Beth had to accept that her move to Portland had turned into a disaster. Her mother was right. She was naïve and gullible and needed the protection of her family. All Beth wanted was to make her own way, her own decisions, and, most important of all, her own choices when it came to her life. Now it looked like she would be out of work for months, going through rehab. For the next several weeks she would be dependent on the charity of others. Her first taste of freedom and she’d royally screwed up. The temptation to pull the sheet over her head and sink into a pit of despair was almost irresistible.

Sleep was impossible. She sniffled and would have kicked some sense into herself if it wasn’t so painful to move her legs … to move at all. Shooting pain from her cracked ribs stabbed her every time she shifted in bed, and her hip throbbed with a constant dull ache despite the pain medication. She was a physical and emotional mess.

It must have been close to midnight and she was wallowing in depression, listening to music on her phone in an effort to ward off sinking any deeper into self-pity. When the door to her room opened, Beth assumed it was the nurse and, not wanting to talk, she turned her music off and kept her eyes closed.


Her eyes shot open. “Sam?” He’d come at midnight! The man was nuts. She pulled the earbuds free and blinked at him in astonishment.

“Did I wake you?” he whispered. He stood just inside the doorway with his guitar in hand.

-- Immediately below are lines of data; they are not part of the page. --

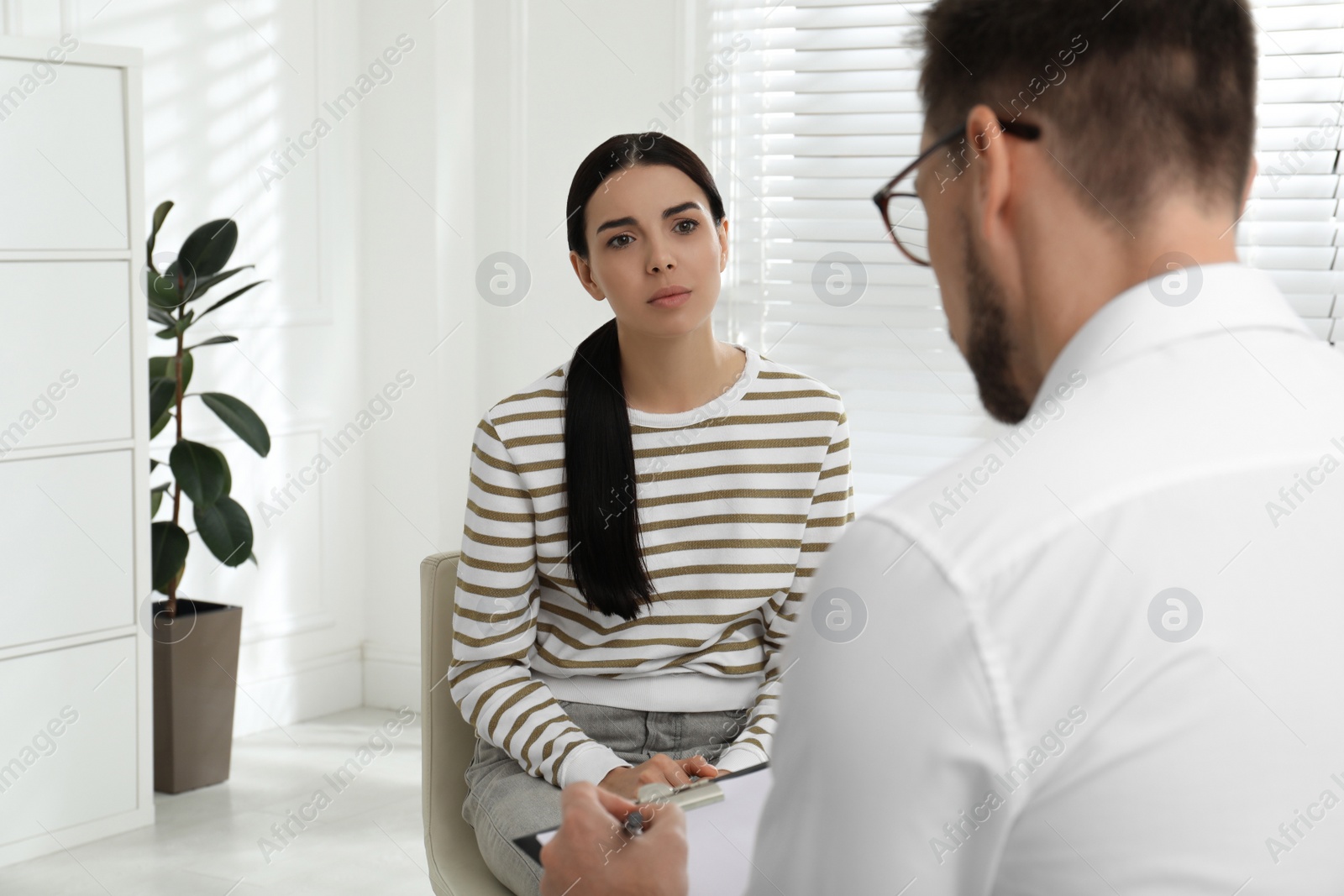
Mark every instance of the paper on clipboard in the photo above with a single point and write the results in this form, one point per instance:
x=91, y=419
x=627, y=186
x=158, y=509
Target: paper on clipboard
x=721, y=836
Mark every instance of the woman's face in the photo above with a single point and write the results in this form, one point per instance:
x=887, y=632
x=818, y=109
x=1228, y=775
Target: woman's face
x=649, y=228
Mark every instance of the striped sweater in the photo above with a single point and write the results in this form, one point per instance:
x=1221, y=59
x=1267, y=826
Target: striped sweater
x=736, y=500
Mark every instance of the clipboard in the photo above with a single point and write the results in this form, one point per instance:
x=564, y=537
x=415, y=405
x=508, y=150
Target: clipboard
x=722, y=819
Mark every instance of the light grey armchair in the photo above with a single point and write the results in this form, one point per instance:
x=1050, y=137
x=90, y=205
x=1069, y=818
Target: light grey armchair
x=456, y=867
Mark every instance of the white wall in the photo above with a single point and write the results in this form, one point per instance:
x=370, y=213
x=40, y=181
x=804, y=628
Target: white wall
x=371, y=242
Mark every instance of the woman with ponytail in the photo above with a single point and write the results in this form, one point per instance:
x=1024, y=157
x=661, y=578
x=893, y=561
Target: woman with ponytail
x=642, y=523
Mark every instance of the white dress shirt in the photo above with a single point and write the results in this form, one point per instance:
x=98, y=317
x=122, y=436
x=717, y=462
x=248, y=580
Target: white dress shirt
x=1101, y=656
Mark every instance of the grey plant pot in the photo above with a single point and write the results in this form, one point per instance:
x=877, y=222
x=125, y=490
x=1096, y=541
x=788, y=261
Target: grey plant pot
x=195, y=681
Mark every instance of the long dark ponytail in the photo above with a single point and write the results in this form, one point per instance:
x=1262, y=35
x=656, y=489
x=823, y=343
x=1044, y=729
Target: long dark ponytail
x=604, y=530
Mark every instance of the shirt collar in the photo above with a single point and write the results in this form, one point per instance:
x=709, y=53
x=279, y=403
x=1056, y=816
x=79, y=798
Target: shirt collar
x=1216, y=298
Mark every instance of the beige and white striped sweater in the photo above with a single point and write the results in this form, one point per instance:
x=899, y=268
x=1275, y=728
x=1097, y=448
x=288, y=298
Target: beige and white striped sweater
x=737, y=501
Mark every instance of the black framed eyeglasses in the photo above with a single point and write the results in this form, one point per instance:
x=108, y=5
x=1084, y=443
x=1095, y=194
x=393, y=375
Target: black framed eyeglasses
x=902, y=210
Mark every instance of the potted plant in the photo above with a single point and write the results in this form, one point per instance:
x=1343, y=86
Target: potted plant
x=195, y=651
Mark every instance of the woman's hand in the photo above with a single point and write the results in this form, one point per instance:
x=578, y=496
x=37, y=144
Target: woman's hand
x=659, y=768
x=589, y=856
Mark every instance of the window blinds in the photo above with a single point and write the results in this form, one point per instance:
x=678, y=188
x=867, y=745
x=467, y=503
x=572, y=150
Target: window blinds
x=822, y=110
x=1292, y=224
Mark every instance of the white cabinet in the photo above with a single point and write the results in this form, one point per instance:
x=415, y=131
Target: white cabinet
x=76, y=688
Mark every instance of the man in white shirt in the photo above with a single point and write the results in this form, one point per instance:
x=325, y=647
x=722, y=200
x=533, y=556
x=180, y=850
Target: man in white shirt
x=1105, y=652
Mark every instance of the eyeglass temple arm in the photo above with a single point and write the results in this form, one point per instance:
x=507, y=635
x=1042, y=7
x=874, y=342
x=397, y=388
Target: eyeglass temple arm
x=1015, y=128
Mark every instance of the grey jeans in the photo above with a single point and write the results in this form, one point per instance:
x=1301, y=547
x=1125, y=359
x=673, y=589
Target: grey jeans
x=504, y=801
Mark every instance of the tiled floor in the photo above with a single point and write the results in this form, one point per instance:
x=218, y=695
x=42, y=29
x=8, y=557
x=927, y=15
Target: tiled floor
x=367, y=837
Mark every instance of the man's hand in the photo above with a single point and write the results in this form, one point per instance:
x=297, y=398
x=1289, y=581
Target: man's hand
x=660, y=768
x=591, y=853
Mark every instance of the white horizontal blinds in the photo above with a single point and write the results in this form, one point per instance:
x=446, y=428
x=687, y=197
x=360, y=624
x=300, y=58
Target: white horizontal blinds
x=1292, y=224
x=816, y=114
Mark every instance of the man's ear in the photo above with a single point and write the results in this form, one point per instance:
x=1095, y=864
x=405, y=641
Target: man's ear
x=585, y=273
x=992, y=181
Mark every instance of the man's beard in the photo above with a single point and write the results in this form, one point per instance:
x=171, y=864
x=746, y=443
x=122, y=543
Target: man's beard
x=987, y=344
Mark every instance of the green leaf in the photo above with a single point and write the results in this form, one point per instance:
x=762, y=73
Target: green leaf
x=241, y=419
x=161, y=394
x=217, y=340
x=168, y=546
x=228, y=476
x=198, y=286
x=232, y=297
x=163, y=291
x=179, y=325
x=167, y=365
x=208, y=248
x=154, y=231
x=199, y=470
x=156, y=496
x=226, y=531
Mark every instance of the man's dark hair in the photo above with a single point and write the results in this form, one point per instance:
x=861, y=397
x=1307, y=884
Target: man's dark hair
x=1137, y=98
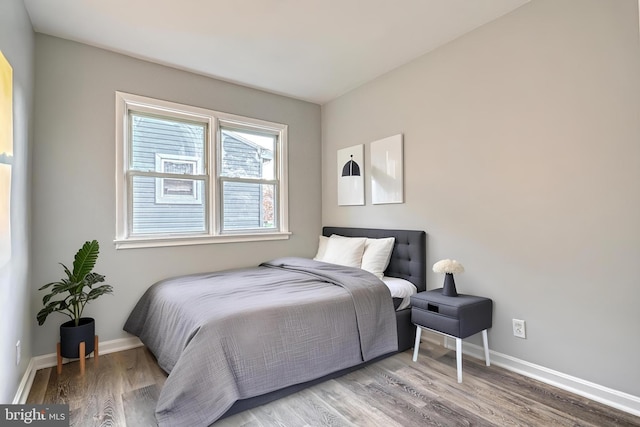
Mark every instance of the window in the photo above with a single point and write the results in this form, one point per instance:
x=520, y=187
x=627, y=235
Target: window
x=187, y=175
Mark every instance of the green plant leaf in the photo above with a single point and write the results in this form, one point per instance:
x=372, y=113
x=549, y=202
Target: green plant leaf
x=70, y=291
x=85, y=260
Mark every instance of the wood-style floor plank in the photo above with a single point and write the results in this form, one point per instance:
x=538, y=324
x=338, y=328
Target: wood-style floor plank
x=394, y=392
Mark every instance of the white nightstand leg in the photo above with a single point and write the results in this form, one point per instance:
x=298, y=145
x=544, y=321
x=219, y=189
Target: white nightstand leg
x=459, y=358
x=416, y=346
x=485, y=341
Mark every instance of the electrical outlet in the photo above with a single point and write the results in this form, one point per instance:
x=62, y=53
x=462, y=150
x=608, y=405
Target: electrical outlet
x=519, y=328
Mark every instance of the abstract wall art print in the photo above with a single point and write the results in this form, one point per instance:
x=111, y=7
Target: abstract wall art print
x=351, y=176
x=387, y=170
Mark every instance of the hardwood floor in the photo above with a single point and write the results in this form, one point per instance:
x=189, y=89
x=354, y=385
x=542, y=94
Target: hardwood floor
x=123, y=390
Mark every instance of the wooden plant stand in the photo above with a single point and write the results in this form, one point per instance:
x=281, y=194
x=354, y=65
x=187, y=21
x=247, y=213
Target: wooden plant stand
x=82, y=355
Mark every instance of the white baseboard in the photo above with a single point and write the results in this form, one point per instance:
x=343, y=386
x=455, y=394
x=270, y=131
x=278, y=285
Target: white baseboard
x=614, y=398
x=49, y=360
x=617, y=399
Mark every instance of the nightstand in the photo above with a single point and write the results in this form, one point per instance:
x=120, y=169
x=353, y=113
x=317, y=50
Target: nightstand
x=456, y=317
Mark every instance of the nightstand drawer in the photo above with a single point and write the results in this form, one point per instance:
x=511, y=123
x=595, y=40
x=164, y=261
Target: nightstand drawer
x=437, y=322
x=460, y=316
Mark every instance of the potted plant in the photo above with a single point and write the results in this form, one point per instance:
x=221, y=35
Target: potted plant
x=70, y=295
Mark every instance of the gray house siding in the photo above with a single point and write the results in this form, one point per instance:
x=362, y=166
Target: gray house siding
x=178, y=147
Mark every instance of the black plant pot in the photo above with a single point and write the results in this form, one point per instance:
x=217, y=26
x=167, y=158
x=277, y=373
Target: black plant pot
x=71, y=336
x=449, y=287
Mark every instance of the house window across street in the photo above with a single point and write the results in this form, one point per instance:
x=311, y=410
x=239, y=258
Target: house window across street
x=187, y=175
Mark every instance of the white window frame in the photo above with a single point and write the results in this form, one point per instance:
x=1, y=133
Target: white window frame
x=190, y=199
x=125, y=103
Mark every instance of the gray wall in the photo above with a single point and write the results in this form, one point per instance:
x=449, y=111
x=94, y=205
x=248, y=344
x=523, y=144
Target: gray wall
x=74, y=175
x=522, y=161
x=16, y=319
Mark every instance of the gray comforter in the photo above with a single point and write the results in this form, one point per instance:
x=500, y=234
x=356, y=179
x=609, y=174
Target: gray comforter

For a long moment all she could do was stare at him, convinced she was hallucinating. “What are you doing here this time of night?” she whispered back when she was able to talk.

He walked over to her side and set his guitar on the end of her bed. “You said the nights were the worst and you had a hard time sleeping.”

She blinked up at him in the dim light.

“I thought I’d sing you to sleep.”

Beth really did feel like weeping then. “Oh Sam,” she whispered, nearly choking on her words. “I thought … I thought …” She couldn’t make herself say it.

“What did you think?” he asked, his gaze warm and gentle.

“That you weren’t coming.”

“Wouldn’t miss it,” he returned. He seemed surprised that she’d doubted him. “I told you I’d be back.”